Third, the Münster Rebellion underscores the dangers of merging church and state, ironically contradicting the original stance of the Anabaptists who stood against such a union. The events at Münster witnessed the city’s leaders intertwining their religious fervor with political power, resulting in a highly volatile and oppressive environment. This serves as a reminder of the importance of maintaining a clear separation between the church and political governance.
Finally, the Münster Rebellion reminds us of how people often judge an entire religion based on the actions of a few misguided representatives. The radical and violent nature of the Anabaptists in Münster shaped the perceptions of the rest of the world as to who the Anabaptists were and what they stood for. Even to this day, the cages still stand atop St. Lamberti Church in Munster. Long ago, these cages contained the executed corpses of the leaders of the Münster Rebellion were kept as a memorial to what the Anabaptists were capable of (and what the consequences would be). Of course, many Anabaptists were appalled by the actions at Münster, but just like the fly in the ointment, the few rogue Anabaptists gave disastrous press to not just Anabaptists, but even many of the Reformers as well.
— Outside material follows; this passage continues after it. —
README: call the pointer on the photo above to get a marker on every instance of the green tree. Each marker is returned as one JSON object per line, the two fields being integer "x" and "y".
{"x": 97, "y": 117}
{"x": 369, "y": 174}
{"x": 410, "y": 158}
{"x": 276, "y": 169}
The Münster Rebellion remains an intriguing and significant event in history. This lesser known event holds many helpful points to consider. It reminds us that good intentions alone are not sufficient. We also must recognize the importance of correct biblical interpretation. If the Anabaptists of Münster had interpreted Scripture correctly, there would have been no Münster Rebellion. We also see the dangers of misapplied eschatology. In a day where we see more and more people allowing eschatology to become the doctrine which consumes everything else, this ought to be a significant warning. Furthermore, we should be reminded that wherever sinful humans have seized power, it becomes corrupted. This is human nature and there is no avoiding that. May this small story from church history continue to stand as a warning for us.
Timeline of Events at Munster
1533: Jan Matthys, a radical Anabaptist preacher promotes the idea of establishing a New Jerusalem in Münster.
January, 1534: Matthys’s disciples enter Münster and introduce adult baptism, baptizing over 1000 adults. The followers take control of the city, expelling the current bishop, Franz von Waldeck, and establishing their own government.
1534-1535: The city of Münster undergoes radical social and religious transformations. The Anabaptists abolish private property, institute communal living, and implement a strict code of conduct based on their interpretation of Christian principles.
Early 1534: The siege of Münster begins, as Catholic and Protestant forces surround the city in an effort to regain control. The Anabaptists within the city face internal dissent and increasing hardships.
April 1534: Jan Matthys dies during a failed attempt to attack the besieging forces with just 12 men (he envisioned himself as a new Gideon). Jan van Leiden, a charismatic leader, takes control of the movement. He implements polygamy so there are no unmarried women, and crowns himself the new “King David.”
1535: Despite the siege, the Anabaptists continue to resist. They believe in the imminent return of Jesus and reject surrender even in the face of starvation and disease.
June 24, 1535: The besieging forces breach the city’s defenses and capture Jan van Leiden and other Anabaptist leaders.
January, 1536: Jan van Leiden, Bernhard Knipperdolling, and one more leader are publicly executed in Münster. Their bodies are displayed in iron cages as a warning to others.
The aftermath of the rebellion sees a period of harsh repression against Anabaptists in the region.